I want to be a vehicle for giving and receiving love. What else is my spiritual practice for? On my best days, I give love freely. But there are also days when I am hesitant and leave that check uncashed. Why? Because giving love carries risk. There is a potential cost to my well-being.

Expressing love reveals that I care, which can make me feel vulnerable for several reasons. There is my fear of rejection. I may be afraid of looking foolish and simplistic for being so free with my love. Or I may fear someone will take advantage of me; they may interpret my openness as naiveté, a signal that my guard is down. Or I may worry my gift of love will do no good, that it will be wasted.

All of these fears come from the ego, that part of ourselves that has suffered the bumps and bruises of life and has learned the mechanisms that will protect us. Some of the things we fear may indeed come to pass. But there is also a cost to not expressing love. Something happens to us – the part that fears vulnerability, humiliation, impotence and scarcity grows a little bigger.    

The good that comes from loving happens when it circulates. It is easier to feel this circulation when we realize that love comes from a source outside ourselves. Love is not something we manufacture; we are the valve, not the engine, and our only choice is whether to let it move. Love wants to flow. When we hold it back, we feel a stuckness inside that slowly grinds the gears of our soul. 

What does it mean to express love? Let’s look at an example, say, encountering someone we are in conflict with over an unresolved issue. In your mind, compare what might happen if you met this person with a kind word versus a cold shoulder; if you listened deeply instead of pushing to make your point; if your internal stance was open and accepting instead of closed off and shut down. 

What might go wrong? The other person might feel vindicated, they might believe you are conceding the argument, they might view you as a sap who can be fooled again. For each of these, it is your ego self that is worried about these possibilities. But you know the true score. Being respectful, open and loving concedes nothing. All future actions are reserved and available to you. These fears tend to be overblown by the ego as a way to protect you.

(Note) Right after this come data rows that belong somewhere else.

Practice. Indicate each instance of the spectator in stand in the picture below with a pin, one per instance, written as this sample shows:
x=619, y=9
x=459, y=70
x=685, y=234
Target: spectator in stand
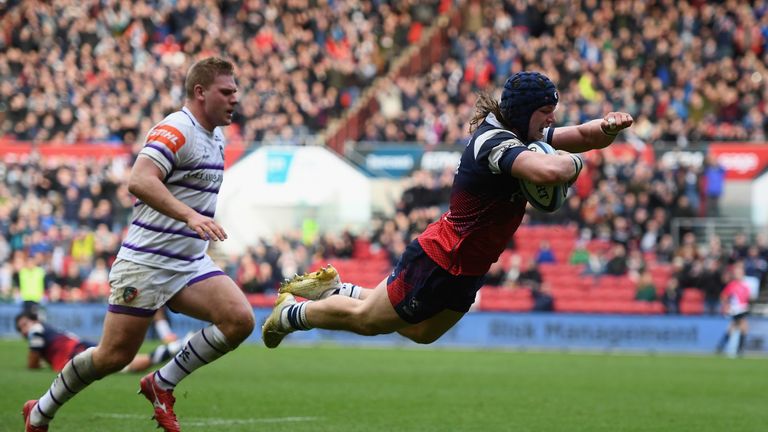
x=670, y=298
x=579, y=254
x=646, y=289
x=712, y=285
x=735, y=301
x=739, y=248
x=595, y=266
x=755, y=270
x=543, y=301
x=714, y=176
x=545, y=254
x=617, y=264
x=496, y=276
x=530, y=277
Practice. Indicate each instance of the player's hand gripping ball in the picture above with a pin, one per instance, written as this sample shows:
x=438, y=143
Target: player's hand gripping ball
x=546, y=198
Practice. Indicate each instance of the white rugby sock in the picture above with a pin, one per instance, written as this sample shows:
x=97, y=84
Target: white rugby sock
x=77, y=374
x=295, y=316
x=350, y=290
x=202, y=348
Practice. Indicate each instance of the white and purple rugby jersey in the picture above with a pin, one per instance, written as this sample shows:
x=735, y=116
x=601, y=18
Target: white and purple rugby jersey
x=193, y=162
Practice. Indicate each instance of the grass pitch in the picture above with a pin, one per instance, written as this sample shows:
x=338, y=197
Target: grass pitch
x=360, y=389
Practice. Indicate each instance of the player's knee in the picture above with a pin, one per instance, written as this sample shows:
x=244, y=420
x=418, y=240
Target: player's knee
x=238, y=324
x=369, y=326
x=112, y=361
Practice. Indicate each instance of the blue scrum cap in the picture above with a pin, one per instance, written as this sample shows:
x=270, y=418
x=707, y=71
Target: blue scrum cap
x=524, y=93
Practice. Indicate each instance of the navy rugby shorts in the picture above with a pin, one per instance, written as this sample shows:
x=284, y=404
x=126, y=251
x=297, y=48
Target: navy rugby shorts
x=418, y=288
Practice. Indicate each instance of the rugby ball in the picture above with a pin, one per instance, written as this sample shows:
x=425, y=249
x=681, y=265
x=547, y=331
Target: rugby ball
x=546, y=198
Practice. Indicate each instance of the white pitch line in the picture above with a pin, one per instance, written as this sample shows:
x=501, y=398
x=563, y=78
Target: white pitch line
x=203, y=421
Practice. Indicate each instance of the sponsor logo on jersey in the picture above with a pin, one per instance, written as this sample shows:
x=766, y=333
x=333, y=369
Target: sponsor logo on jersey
x=167, y=135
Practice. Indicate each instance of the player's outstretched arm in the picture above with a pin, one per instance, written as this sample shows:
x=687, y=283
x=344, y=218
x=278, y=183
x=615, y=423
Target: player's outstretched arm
x=544, y=169
x=594, y=134
x=146, y=183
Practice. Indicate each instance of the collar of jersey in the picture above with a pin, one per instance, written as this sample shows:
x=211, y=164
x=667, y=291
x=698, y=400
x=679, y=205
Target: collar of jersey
x=195, y=122
x=491, y=118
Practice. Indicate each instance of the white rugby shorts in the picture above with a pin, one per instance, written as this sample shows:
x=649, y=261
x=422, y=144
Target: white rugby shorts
x=137, y=289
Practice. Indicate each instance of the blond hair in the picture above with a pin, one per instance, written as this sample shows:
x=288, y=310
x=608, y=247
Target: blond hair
x=205, y=71
x=485, y=105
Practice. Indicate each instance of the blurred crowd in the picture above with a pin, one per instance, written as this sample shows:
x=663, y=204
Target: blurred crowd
x=106, y=70
x=62, y=220
x=686, y=70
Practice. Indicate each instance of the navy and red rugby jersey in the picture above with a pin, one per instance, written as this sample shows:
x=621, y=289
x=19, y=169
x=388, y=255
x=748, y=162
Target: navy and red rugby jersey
x=486, y=204
x=55, y=346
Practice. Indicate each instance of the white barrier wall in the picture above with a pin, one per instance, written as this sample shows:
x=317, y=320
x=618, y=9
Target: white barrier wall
x=275, y=189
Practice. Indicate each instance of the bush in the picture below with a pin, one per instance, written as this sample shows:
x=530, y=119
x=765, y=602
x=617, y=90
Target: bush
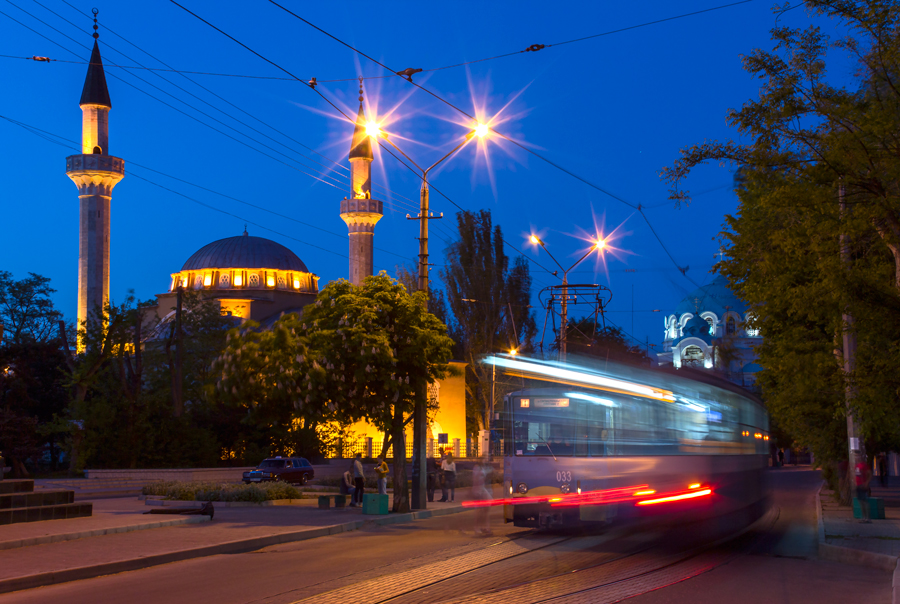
x=211, y=491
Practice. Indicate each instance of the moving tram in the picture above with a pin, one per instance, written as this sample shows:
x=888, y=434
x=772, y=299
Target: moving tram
x=585, y=446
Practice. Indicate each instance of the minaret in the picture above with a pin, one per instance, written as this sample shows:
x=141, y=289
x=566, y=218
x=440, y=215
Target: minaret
x=95, y=172
x=360, y=211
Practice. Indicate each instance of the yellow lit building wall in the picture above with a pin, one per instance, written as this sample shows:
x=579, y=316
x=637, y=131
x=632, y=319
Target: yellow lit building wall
x=450, y=418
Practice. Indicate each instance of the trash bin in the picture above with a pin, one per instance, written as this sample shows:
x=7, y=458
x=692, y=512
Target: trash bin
x=374, y=503
x=876, y=508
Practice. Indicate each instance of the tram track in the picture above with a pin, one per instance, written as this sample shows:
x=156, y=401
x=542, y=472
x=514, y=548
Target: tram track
x=610, y=580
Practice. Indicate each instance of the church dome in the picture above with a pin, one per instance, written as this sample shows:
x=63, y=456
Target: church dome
x=714, y=297
x=245, y=251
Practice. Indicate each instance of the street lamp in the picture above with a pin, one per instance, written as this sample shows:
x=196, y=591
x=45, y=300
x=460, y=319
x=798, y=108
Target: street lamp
x=419, y=415
x=599, y=245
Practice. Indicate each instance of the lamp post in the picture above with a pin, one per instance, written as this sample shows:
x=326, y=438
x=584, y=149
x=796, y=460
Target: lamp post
x=598, y=245
x=420, y=420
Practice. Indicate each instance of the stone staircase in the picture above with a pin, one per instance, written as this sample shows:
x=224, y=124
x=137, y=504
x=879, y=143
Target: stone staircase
x=19, y=502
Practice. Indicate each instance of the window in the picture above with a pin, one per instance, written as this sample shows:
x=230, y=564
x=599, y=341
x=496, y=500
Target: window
x=692, y=356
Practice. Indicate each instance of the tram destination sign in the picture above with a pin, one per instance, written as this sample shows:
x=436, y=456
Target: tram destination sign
x=551, y=402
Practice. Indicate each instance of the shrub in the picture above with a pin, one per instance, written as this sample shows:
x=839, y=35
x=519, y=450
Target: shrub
x=211, y=491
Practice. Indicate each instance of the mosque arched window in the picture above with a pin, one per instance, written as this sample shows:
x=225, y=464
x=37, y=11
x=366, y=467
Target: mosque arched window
x=730, y=326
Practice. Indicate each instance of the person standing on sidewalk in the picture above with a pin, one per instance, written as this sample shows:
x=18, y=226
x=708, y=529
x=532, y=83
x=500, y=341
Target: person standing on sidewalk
x=359, y=479
x=449, y=468
x=347, y=487
x=381, y=470
x=863, y=476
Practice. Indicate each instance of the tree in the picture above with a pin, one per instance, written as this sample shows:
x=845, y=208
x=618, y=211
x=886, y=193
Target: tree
x=372, y=349
x=817, y=235
x=26, y=310
x=490, y=302
x=586, y=338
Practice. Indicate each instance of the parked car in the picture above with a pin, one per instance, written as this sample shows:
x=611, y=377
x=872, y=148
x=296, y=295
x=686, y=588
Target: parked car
x=295, y=470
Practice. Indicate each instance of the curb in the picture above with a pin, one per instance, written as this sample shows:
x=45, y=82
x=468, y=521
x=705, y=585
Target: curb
x=98, y=532
x=847, y=555
x=230, y=547
x=224, y=504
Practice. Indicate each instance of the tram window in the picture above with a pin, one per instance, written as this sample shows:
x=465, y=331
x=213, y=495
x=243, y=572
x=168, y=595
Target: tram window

What could go right? The person could soften and be more open to you. You could feel better that you were an agent of kindness instead of a collection of resentments. And more importantly, you would have added another piece in the ongoing training of your inner workings to default to expressing love. The valve would trend toward opening, making its release more likely in the future. 

Perhaps the biggest reason we withhold love is that most of us, in the deep residue of our wounds, do not feel worthy of love ourselves. We feel the need to hoard it. If we give love away, and the other person does not give back, we feel we have lost something. 

This is another trick of the ego, relentlessly working to keep us from harm. The ego does not realize that by circulating love, we actually feel more lovable. If we can open to the ocean of love around us, then the source of love can fill us and flow through us. The people we encounter can accept this flow or not, that is their choice.

Any love that spills to the ground does not diminish us; it is a rounding error in God’s bank account.